Details dazu finden Sie in der recht ausführlichen (auch deutschen) Dokumentation, die zur Installationsroutine gehört und auch unter http://math.berkeley.edu/~benrg/avisynth-reference.html *). Eine andere wirklich gute Einsprungadresse zu diesem Thema ist http://www.avisynth.org/. Der ein oder andere Leser mag bedauern, dass diese Dokumente in englischer Sprache sind, aber es finden sich im Internet auch viele deutschsprachige Webseiten um das Thema zu vertiefen.

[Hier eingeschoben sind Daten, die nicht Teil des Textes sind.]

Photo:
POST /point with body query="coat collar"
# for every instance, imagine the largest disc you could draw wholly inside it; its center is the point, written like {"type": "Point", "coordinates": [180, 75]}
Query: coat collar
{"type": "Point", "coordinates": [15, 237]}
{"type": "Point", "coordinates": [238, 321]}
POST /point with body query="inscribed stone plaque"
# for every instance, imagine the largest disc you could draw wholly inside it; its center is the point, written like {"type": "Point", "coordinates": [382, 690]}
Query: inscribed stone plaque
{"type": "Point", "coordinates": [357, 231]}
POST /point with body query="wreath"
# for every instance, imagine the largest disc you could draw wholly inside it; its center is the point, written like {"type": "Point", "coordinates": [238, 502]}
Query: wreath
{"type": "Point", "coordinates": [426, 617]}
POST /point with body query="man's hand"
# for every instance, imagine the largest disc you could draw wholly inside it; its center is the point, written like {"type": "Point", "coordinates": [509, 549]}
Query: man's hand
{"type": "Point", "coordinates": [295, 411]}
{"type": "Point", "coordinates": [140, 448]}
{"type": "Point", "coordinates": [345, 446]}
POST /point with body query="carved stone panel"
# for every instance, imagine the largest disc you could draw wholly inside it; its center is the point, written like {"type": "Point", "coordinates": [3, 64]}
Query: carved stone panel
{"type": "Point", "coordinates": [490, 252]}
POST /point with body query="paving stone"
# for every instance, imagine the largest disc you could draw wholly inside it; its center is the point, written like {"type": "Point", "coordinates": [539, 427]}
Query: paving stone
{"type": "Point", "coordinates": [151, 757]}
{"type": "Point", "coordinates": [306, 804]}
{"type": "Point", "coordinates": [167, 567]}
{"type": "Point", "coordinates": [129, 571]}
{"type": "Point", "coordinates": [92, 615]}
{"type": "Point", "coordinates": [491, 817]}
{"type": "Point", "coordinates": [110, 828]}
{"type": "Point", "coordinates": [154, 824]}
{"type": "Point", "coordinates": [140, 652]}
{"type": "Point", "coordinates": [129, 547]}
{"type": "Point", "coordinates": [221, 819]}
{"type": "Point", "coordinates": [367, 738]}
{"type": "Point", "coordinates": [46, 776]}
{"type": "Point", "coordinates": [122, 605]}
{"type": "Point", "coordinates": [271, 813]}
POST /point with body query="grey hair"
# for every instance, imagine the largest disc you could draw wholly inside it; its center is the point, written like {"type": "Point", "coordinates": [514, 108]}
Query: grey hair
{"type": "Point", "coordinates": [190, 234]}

Wir wollen uns heute nicht mit den ganzen Möglichkeiten von Avisynth beschäftigen, sondern wir wollen uns nur eine kleine Facette des Programms herausgreifen.

Wie bei einer Scriptsprache üblich, werden die "Regie"-Anweisungen in ein Script geschrieben - also in eine Textdatei - in unserem Fall, mit der Endung *.avs.

Nachstehend will ich Ihnen ein solches Script einmal vorstellen. Ziel dieses Scripts ist es, einige AVI-Dateien miteinander zu verbinden und somit quasi eine einheitliche große Datei an VirtualDub oder TMPGEnc (um nur einmal zwei typische Anwenderprogramme zu benennen) zu übergeben.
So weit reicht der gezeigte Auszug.